The researchers recruited 2,040 children from 15 NHS PICUs across England and Scotland. Each of the children required a mechanical ventilator and extra oxygen on admission to the PICU.
The children, who ranged from newborn up to 16 years, were randomly allocated to one of two groups, either receiving oxygen to the standard target level (saturation "SpO2" > 94%), or a reduced oxygen target (SpO2 88%–92%). The percentages refer to the proportion of the oxygen-carrying capacity of the blood that is being used.
The researchers found that the children who received the lower level of oxygen were 6% more likely to have a better outcome, either in terms of survival or the number of days spent on machines supporting their organs.
(Excerpt) Read more at medicalxpress.com ...
But remember, if your 02 level drops below 92 with covid, you need to be intubated.
Clownworld…
Given that O2 makes up only 21% of the air we breathe this makes perfect sense. Our lungs are not equipped to handle pure oxygen over the long term.

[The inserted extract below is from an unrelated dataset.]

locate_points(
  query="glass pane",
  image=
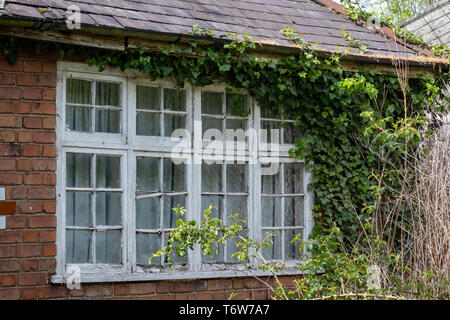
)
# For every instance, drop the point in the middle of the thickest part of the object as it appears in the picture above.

A lot has to be taken into consideration when dealing with pulsox. There are factors that make the saturation different for different people. So, in visting ER’s many times in my life, I find they get real interested when a patient hits 90% or lower. When I have an asthma attack I can get in the low 80 and out comes the mask and the nubulizers. In 2015 I came into the ER in the high 70’s and I was transfered to ICU and put under a tent where I was fed O2 and albuterol for over 9 hours at which time I had a mild heart attack called a myocardial infarction. Obviously I lived to some’s consternation.
An athlete generally works anywhere from 96 to 98 on saturation. I have talked with docs and most have never seen anyone over 98%. Lung diseases like COPD, asthma, and allergies can have a direct effect on pulsox when considering a normal level. It’s like the misnomer of a normal temperature for humans at 98.6. Everyone is not always that temp, and can be higher or lower.
So running in the low 90’s may be normal for some but low for others. I’m overjoyed when I can get that. But sometimes it takes a lot of albuterol, combivent, and solu-medrol to get to in the nebulizer and at least a week of prednosone oral. Thus determining and getting to a correct pulsox can end up a long and involved crap shoot. A lot of varfiables.
wy69
As the old saying goes, too much of a good thing can be as bad as too little.